The nominal head of the dysfunctional family at the center of this gut-wrenching drama is Jake Heke (Temuera Morrison), an alcoholic powderkeg. Wife Beth (Rena Owen) is used to his abuse, but life on the poor side of Otara, New Zealand is beginning to take its toll on their five children – and that may be enough to get her to take a stand. With its title reflecting Beth’s Maori heritage, the film is both inspiring and heartbreaking by turns, with unforgettable lead performances illuminating these complex characters. With Cliff Curtis.
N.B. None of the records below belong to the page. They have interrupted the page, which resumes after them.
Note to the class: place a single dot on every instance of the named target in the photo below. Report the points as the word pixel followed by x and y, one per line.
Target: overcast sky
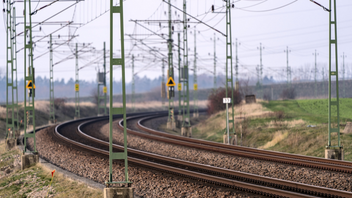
pixel 300 25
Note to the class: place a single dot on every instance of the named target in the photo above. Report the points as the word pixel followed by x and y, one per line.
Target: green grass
pixel 313 111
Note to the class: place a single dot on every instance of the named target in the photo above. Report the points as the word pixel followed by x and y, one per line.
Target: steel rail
pixel 262 190
pixel 253 178
pixel 308 161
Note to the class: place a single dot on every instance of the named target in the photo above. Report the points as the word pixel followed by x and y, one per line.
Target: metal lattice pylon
pixel 195 84
pixel 333 72
pixel 229 69
pixel 29 115
pixel 117 11
pixel 10 69
pixel 77 109
pixel 51 84
pixel 186 122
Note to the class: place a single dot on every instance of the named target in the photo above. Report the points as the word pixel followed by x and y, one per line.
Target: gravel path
pixel 324 178
pixel 147 182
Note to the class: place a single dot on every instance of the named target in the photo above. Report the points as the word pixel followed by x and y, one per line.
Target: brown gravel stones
pixel 147 182
pixel 324 178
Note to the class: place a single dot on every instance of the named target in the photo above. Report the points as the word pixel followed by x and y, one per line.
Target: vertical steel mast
pixel 186 122
pixel 171 119
pixel 214 61
pixel 77 110
pixel 179 86
pixel 133 91
pixel 195 84
pixel 229 69
pixel 10 86
pixel 29 115
pixel 116 15
pixel 51 84
pixel 333 72
pixel 16 119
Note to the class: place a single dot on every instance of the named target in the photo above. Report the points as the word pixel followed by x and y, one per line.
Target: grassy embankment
pixel 285 128
pixel 34 181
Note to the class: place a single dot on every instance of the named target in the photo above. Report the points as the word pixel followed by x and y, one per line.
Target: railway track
pixel 224 177
pixel 287 158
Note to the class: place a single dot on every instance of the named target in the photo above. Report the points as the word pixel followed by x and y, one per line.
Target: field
pixel 293 126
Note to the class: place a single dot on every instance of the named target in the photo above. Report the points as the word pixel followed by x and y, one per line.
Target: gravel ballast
pixel 317 177
pixel 147 182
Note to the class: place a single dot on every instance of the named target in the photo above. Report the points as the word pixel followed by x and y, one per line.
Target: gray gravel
pixel 147 182
pixel 324 178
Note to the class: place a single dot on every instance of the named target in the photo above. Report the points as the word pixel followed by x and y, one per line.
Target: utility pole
pixel 333 151
pixel 171 124
pixel 16 118
pixel 229 74
pixel 102 82
pixel 105 89
pixel 315 74
pixel 186 129
pixel 179 86
pixel 133 84
pixel 163 94
pixel 77 110
pixel 236 68
pixel 322 71
pixel 343 74
pixel 117 10
pixel 51 84
pixel 195 84
pixel 214 61
pixel 288 69
pixel 11 87
pixel 29 115
pixel 260 71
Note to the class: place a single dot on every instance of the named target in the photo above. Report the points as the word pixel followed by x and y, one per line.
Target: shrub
pixel 215 100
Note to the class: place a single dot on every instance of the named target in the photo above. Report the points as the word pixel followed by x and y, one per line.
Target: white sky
pixel 302 26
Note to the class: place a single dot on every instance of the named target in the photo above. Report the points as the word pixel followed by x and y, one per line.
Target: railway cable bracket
pixel 116 13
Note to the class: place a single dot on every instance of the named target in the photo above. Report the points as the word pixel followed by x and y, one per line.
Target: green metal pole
pixel 214 61
pixel 343 74
pixel 236 67
pixel 229 77
pixel 163 94
pixel 170 70
pixel 10 127
pixel 333 43
pixel 29 115
pixel 77 109
pixel 133 91
pixel 51 84
pixel 14 40
pixel 260 71
pixel 186 121
pixel 179 75
pixel 117 11
pixel 105 87
pixel 315 74
pixel 288 69
pixel 195 84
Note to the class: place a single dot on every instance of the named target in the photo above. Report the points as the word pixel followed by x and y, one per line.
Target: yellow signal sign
pixel 76 87
pixel 30 85
pixel 170 82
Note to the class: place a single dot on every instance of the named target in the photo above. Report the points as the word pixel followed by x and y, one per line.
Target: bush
pixel 288 93
pixel 215 100
pixel 59 103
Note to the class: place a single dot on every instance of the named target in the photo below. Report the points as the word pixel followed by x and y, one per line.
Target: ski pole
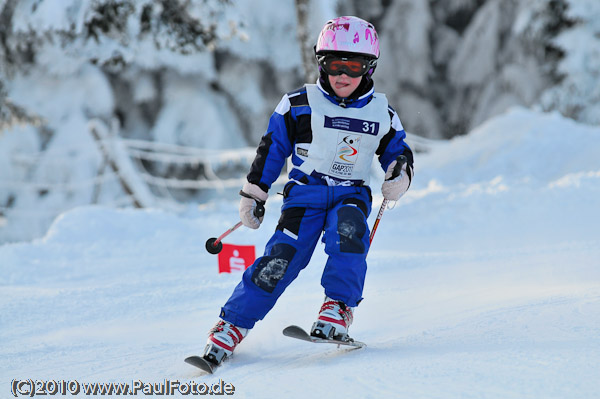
pixel 400 161
pixel 214 244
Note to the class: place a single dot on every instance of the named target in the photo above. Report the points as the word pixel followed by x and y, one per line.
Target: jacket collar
pixel 349 102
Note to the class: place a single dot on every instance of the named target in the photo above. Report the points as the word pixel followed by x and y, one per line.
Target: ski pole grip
pixel 259 211
pixel 400 161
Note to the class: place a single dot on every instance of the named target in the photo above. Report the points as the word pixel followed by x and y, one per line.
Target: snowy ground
pixel 484 282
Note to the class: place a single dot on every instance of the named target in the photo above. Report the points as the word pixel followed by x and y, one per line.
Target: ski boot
pixel 334 320
pixel 222 340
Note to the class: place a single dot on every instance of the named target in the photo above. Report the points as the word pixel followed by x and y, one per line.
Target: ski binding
pixel 300 333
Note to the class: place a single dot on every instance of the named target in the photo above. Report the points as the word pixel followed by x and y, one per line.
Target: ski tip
pixel 201 363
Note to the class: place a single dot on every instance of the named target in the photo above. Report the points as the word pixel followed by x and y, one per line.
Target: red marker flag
pixel 236 258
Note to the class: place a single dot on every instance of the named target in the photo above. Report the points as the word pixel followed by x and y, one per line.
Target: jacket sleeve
pixel 393 145
pixel 274 148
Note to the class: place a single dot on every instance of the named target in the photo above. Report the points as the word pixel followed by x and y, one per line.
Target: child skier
pixel 332 129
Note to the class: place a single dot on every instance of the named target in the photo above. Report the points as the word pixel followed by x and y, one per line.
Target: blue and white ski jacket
pixel 331 141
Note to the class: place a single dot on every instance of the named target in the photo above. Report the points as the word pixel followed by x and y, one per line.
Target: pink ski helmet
pixel 348 35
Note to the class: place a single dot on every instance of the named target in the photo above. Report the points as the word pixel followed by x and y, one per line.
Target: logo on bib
pixel 346 155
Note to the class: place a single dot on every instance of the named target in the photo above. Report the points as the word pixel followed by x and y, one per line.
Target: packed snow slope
pixel 483 282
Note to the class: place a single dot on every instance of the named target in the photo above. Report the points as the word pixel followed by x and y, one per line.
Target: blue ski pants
pixel 341 214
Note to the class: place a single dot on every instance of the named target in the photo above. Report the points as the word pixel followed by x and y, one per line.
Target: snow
pixel 483 282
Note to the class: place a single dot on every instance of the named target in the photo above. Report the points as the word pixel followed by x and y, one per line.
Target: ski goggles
pixel 352 66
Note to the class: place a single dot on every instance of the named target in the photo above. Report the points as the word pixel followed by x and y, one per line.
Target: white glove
pixel 395 188
pixel 252 195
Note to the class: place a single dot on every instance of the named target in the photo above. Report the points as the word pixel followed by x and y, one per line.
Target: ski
pixel 300 333
pixel 202 363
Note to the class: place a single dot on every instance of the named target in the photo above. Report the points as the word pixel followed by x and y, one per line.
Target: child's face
pixel 343 85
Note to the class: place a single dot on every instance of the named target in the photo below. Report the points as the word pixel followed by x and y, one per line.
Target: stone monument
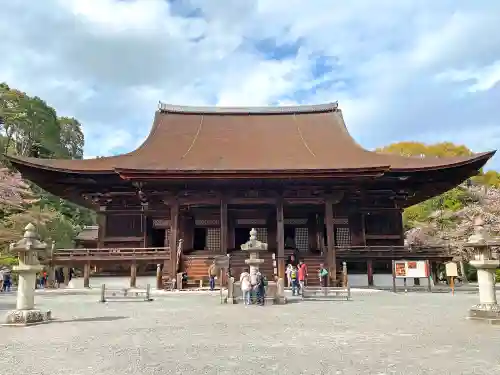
pixel 274 290
pixel 28 249
pixel 254 246
pixel 488 309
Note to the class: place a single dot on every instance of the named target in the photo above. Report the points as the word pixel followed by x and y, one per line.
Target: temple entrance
pixel 157 237
pixel 200 238
pixel 241 236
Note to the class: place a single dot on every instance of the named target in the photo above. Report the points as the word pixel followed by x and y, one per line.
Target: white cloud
pixel 398 68
pixel 481 79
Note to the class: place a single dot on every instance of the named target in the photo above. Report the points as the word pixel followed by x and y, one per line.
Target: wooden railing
pixel 393 252
pixel 114 254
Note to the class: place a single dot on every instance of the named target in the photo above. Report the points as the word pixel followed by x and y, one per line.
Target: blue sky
pixel 401 70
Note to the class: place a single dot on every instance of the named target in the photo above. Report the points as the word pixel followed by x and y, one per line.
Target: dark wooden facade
pixel 208 175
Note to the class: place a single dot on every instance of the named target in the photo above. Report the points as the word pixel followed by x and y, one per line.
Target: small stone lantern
pixel 28 249
pixel 488 309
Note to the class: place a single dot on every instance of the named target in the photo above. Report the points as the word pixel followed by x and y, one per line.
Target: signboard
pixel 222 261
pixel 451 269
pixel 410 269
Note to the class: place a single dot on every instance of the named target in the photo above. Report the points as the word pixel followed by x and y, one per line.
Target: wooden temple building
pixel 208 175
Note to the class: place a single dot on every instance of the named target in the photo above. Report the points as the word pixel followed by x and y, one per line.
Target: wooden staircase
pixel 196 264
pixel 312 261
pixel 237 263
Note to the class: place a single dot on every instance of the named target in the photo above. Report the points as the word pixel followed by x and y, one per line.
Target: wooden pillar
pixel 174 239
pixel 224 230
pixel 86 275
pixel 331 260
pixel 101 223
pixel 133 275
pixel 369 269
pixel 280 237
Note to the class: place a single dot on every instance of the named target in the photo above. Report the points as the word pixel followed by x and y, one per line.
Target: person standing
pixel 323 276
pixel 302 275
pixel 261 288
pixel 295 281
pixel 289 269
pixel 212 274
pixel 246 287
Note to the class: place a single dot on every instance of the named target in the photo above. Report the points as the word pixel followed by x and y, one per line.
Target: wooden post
pixel 369 269
pixel 133 275
pixel 331 260
pixel 101 222
pixel 280 237
pixel 223 227
pixel 86 275
pixel 170 269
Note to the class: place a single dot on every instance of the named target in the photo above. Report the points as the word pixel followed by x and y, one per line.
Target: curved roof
pixel 215 139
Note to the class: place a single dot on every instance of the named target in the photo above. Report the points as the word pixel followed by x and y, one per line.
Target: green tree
pixel 71 137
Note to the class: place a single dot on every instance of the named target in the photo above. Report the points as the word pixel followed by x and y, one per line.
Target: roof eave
pixel 481 158
pixel 19 161
pixel 134 174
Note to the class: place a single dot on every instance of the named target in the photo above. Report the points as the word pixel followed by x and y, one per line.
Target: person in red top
pixel 302 275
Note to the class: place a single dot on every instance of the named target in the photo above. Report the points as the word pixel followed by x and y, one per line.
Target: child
pixel 295 281
pixel 323 275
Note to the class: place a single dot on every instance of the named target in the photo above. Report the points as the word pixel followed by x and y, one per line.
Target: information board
pixel 451 269
pixel 411 269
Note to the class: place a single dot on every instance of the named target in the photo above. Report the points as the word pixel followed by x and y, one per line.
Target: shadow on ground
pixel 93 319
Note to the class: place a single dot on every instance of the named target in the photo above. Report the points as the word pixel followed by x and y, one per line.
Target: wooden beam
pixel 330 240
pixel 280 237
pixel 223 226
pixel 242 200
pixel 101 231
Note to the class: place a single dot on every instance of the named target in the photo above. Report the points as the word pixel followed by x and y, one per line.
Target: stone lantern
pixel 253 246
pixel 488 309
pixel 28 249
pixel 275 291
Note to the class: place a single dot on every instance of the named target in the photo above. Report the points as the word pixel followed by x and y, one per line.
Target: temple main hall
pixel 207 175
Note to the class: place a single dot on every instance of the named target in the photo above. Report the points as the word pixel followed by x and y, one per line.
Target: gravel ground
pixel 377 333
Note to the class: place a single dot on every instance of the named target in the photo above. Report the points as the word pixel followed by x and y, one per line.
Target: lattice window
pixel 295 221
pixel 206 222
pixel 213 239
pixel 251 221
pixel 340 220
pixel 342 236
pixel 262 234
pixel 302 239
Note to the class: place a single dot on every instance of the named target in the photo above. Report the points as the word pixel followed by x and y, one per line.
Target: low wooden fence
pixel 326 293
pixel 124 294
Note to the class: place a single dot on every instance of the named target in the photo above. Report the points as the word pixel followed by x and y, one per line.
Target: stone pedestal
pixel 487 310
pixel 25 313
pixel 275 291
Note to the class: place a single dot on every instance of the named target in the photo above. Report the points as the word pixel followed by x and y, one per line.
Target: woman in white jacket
pixel 246 287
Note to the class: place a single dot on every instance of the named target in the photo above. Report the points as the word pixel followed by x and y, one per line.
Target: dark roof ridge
pixel 284 110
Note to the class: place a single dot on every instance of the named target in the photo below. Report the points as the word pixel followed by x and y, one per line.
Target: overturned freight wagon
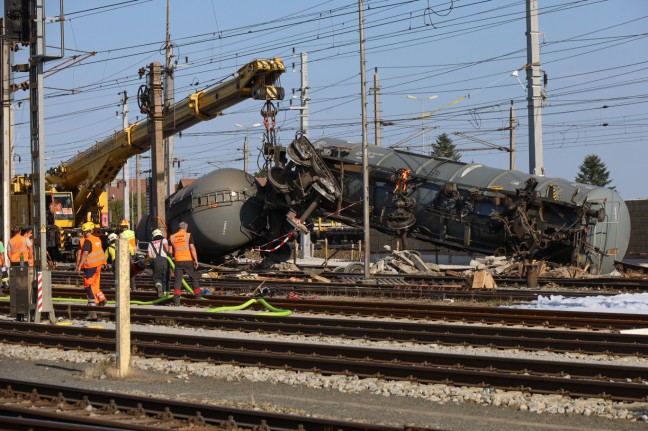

2002, MGM/Park Circus, 133 min, UK, USA, Dir: Lee Tamahori

Caught on a mission in North Korea, 007 is imprisoned and tortured for more than a year before being freed in a prisoner exchange. Convinced he was betrayed by a double agent, Bond follows a trail of clues that leads back to the Korean peninsula - where he and sexy NSA operative “Jinx” Johnson (Halle Berry) are the only ones who can prevent a war between north and south. The 20th James Bond film also is the final one to star Pierce Brosnan as Ian Fleming's storied spy, and he certainly goes out with a bang; Lee Tamahori's hyperkinetic direction dives headfirst into the world of CGI special effects. The film's release coincided with the franchise's 40th anniversary, so watch closely for subtle nods to previous Bond installments (and for a cameo from Madonna, who also sings the title song).